Today I came across this post from the ll1 mailing list (almost 7 years old now, via Patrick Collison's blog) from Avi Bryant explaining how Smalltalk's message-based dispatch permits a type of metaprogramming with closures, as an alternative to macros.
Of course if you've read Pascal Costanza's Dynamically Scoped Functions as the Essence of AOP (and if you haven't, click the link and do it now; it's one of my favorite CS papers), you will realize that there is no need for message-based dispatch or any kind of object-oriented programming to do that. All we need are dynamically-scoped functions.
Here is how I approached the problem:
(defpackage "BAR"
(:use "COMMON-LISP")
(:shadow #:=))
(in-package "BAR")
(defmacro dflet1 ((fname &rest def) &body body)
(let ((old-f-def (gensym)))
`(let ((,old-f-def (symbol-function ',fname)))
(unwind-protect (progn (setf (symbol-function ',fname) (lambda ,@def))
,@body)
(setf (symbol-function ',fname) ,old-f-def)))))
(defmacro dflet* ((&rest decls) &body body)
(if decls
`(dflet1 ,(car decls)
(dflet* ,(cdr decls)
,@body))
`(progn ,@body)))
(defun first-name (x) (gnarly-accessor1 x))
(defun address-city (x) (gnarly-accessor2 x))
(defun = (&rest args) (apply 'common-lisp:= args))
(defmacro & (a b) `(block-and (lambda () ,a) (lambda () ,b)))
(defun block-and (a b) (when (funcall a) (funcall b)))
(defun some-predicate (x)
(& (= (first-name x) "John") (= (address-city x) "Austin")))
(defun make-parse-tree-from-predicate (predicate-thunk)
(dflet* ((first-name (x) '#:|firstName|)
(address-city (x) '#:|addressCity|)
(= (a b) `(= ,a ,b))
(block-and (a b) `(& ,(funcall a) ,(funcall b))))
(funcall predicate-thunk nil)))
Then
(make-parse-tree-from-predicate #'some-predicate) yields
(& (= #:|firstName| "John") (= #:|addressCity| "Austin")), which we can manipulate and then pass to a SQL query printer.
Here I implemented dynamically-scoped functions using
unwind-protect, which is not as powerful (or, possibly, efficient) as the implementation presented in Costanza's paper, but is simpler (I also used the same trick to implement dynamically-scoped variables in
Parenscript).
The property of the same Lisp code to mean different things in different contexts is called
duality of syntax by
Doug Hoyte in his excellent book
Let Over Lambda (almost finished reading, promise to write a review soon). Lisp offers this property both at run-time (via
late-binding and closures) and at macro-expansion time (via homoiconicity and the macro-expansion process itself).
Another technique from
Let Over Lambda illustrated in the above code is the recursive macro. This one is a personal favorite of mine; I find that the iterative simplification that recursive macros express provides very clean and maintainable code.

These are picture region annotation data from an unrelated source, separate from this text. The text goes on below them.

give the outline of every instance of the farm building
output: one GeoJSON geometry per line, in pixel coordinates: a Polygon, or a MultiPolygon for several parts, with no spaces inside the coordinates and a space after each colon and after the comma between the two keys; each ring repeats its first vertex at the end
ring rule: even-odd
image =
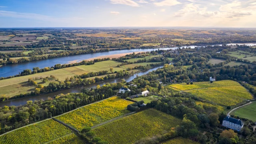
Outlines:
{"type": "Polygon", "coordinates": [[[244,126],[244,123],[240,119],[231,118],[230,116],[228,116],[223,120],[222,126],[239,131],[244,126]]]}
{"type": "Polygon", "coordinates": [[[211,76],[210,77],[210,81],[215,81],[215,78],[212,78],[212,77],[211,76]]]}
{"type": "Polygon", "coordinates": [[[147,94],[148,94],[149,92],[148,90],[144,91],[144,92],[141,92],[141,95],[145,96],[147,96],[147,94]]]}
{"type": "Polygon", "coordinates": [[[131,90],[128,88],[122,87],[119,89],[119,93],[125,93],[127,91],[130,91],[131,90]]]}

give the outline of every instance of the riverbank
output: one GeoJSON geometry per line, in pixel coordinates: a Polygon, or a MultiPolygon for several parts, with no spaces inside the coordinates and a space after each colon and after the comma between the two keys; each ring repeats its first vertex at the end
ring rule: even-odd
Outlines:
{"type": "Polygon", "coordinates": [[[141,52],[128,52],[128,53],[124,53],[124,54],[112,54],[111,55],[108,55],[107,56],[98,56],[96,58],[89,58],[88,59],[86,59],[85,60],[93,60],[94,59],[102,59],[102,58],[110,58],[110,59],[111,58],[118,58],[119,57],[120,57],[121,56],[125,56],[125,55],[126,55],[126,54],[131,54],[133,53],[133,52],[135,53],[135,54],[137,54],[138,53],[140,52],[144,52],[143,51],[141,51],[141,52]]]}
{"type": "MultiPolygon", "coordinates": [[[[20,98],[18,99],[17,99],[9,101],[2,102],[0,102],[0,106],[3,107],[4,106],[19,106],[20,104],[25,104],[26,103],[27,101],[29,100],[32,100],[32,101],[34,101],[35,100],[45,100],[48,98],[48,97],[54,98],[54,96],[56,96],[61,94],[66,94],[68,93],[70,93],[80,92],[81,90],[83,89],[84,88],[87,88],[89,89],[92,88],[95,88],[98,85],[100,85],[100,86],[102,86],[102,85],[105,85],[108,83],[112,83],[120,82],[121,82],[122,80],[123,79],[124,79],[126,81],[128,82],[132,81],[134,78],[136,78],[137,77],[137,75],[138,75],[138,76],[140,76],[146,74],[149,72],[152,72],[153,70],[155,70],[158,68],[162,68],[162,65],[156,66],[154,67],[152,67],[149,69],[138,72],[136,74],[134,74],[128,76],[126,76],[122,78],[110,79],[106,81],[99,82],[98,83],[95,83],[92,84],[90,84],[86,86],[81,86],[74,87],[72,88],[64,89],[64,90],[52,92],[50,93],[44,94],[36,96],[27,97],[20,98]]],[[[100,76],[99,76],[99,77],[100,76]]]]}
{"type": "MultiPolygon", "coordinates": [[[[186,47],[190,47],[194,48],[196,46],[190,46],[186,47]]],[[[165,48],[154,48],[148,49],[131,49],[129,50],[116,50],[105,52],[95,52],[83,54],[78,54],[61,57],[43,59],[34,61],[31,61],[27,62],[23,62],[18,64],[12,64],[11,65],[4,65],[0,68],[0,77],[6,77],[11,76],[14,76],[18,74],[24,69],[32,70],[33,68],[38,67],[42,68],[45,67],[53,66],[56,64],[68,64],[69,62],[74,60],[80,61],[84,60],[90,58],[95,59],[95,58],[99,56],[104,56],[108,57],[108,56],[113,54],[126,54],[127,53],[132,53],[137,52],[150,52],[152,50],[168,50],[170,49],[175,49],[178,48],[179,47],[165,48]]]]}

This code also provides examples of the two problems that the closure-oriented metaprogramming approach encounters in Common Lisp:
The first is the fact that we had to shadow
= in our package. Common Lisp forbids the redefinition of the functions, macros and special forms defined in the standard, so we have to go out of our way if we want to achieve that effect. Barry Margolin
provided a rationale for this in comp.lang.lisp post.

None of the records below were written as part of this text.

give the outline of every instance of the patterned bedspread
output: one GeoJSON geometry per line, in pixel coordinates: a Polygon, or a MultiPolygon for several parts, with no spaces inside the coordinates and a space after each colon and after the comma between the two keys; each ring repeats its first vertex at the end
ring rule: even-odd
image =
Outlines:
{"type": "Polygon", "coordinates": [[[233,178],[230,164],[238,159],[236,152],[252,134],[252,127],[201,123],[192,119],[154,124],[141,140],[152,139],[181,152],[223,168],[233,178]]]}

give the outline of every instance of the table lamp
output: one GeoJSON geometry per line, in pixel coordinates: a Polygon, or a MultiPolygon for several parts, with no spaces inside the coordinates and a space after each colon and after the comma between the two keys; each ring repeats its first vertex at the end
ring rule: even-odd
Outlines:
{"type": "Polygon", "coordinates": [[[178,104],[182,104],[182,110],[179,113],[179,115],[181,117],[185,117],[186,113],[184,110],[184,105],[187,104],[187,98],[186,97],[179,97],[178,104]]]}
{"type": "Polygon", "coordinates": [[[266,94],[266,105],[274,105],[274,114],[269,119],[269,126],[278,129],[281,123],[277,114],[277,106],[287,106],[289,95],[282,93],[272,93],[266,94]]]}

The second is the fact that Common Lisp has so many special forms and macros -
and just happens to be one of them. Smalltalk avoids this problem by doing virtually everything via message passing and closures. In Common Lisp we don't have this straightjacket, but we also don't have this luxury of assuming that everything is an object or a closure.
Another Common Lisp feature that might break this example is function inlining (then again, I did just write about the benefits of late-binding...).